Archives of Disease in Childhood 2003;88:946
© 2003 BMJ Publishing Group & Royal College of Paediatrics and Child Health

BOOK REVIEW

A Clinical Guide to Inherited Metabolic Diseases, 2nd edn

Edited by JTR Clarke UK: Cambridge University Press, 2002, £29.95, pp 306. ISBN 0521890764

R A F Bell

The first 150 words of the full text of this article appear below.

Dr Clarke’s enthusiasm and erudition are evident on every page of this book, which is handily sized, and, wonder of wonders, costs only £30.

Most of the chapters are written with a clinically based approach, and the chapters on basic principles in understanding inherited metabolic disease, neonatal screening, hypoglycaemia, metabolic acidosis, storage diseases, and dysmorphism will be read with a sensation of increasing revelation by just about any paediatrician, and those with a secure background in biochemistry and metabolic disease will pick up many nuggets of wisdom.
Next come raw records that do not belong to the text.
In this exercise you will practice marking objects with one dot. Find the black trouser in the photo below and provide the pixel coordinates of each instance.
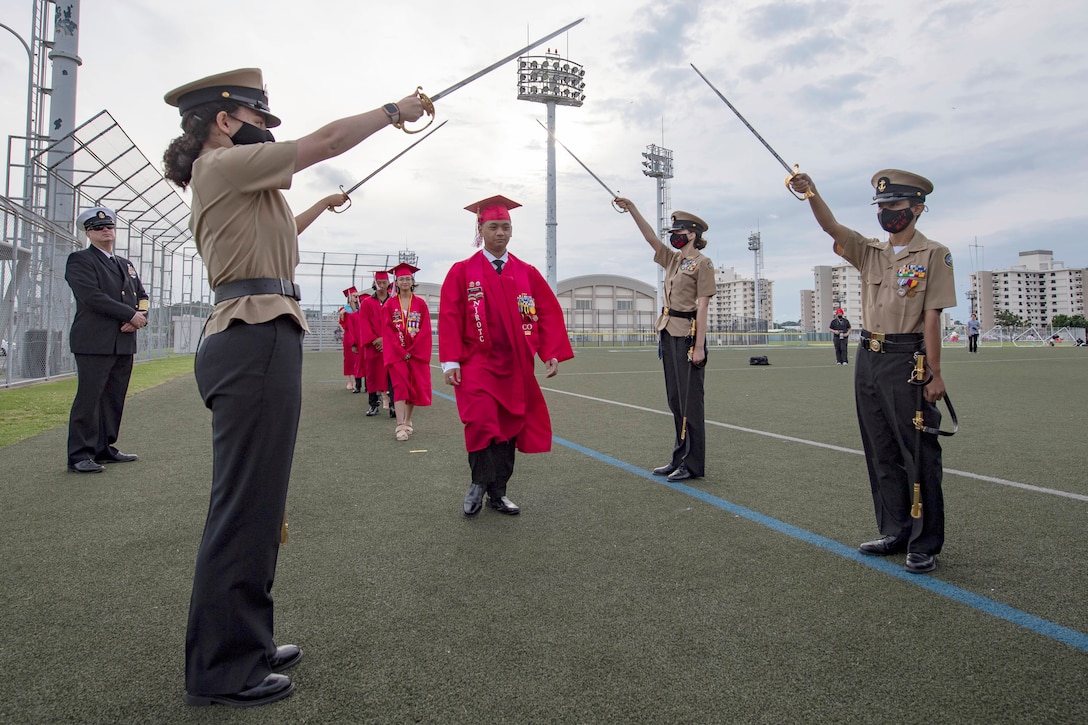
(249, 376)
(886, 405)
(95, 420)
(493, 467)
(841, 349)
(683, 386)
Why then, do I simply not recommend every paediatrician who sometimes deals with metabolic problems—and there must be few of us who do not—to rush out and buy a copy before such a gem either goes out of print or rises in price? My caveat is that this book’s clinical approach coupled with its encyclopaedic coverage of some topics means that several chapters . . . [Full text of this article]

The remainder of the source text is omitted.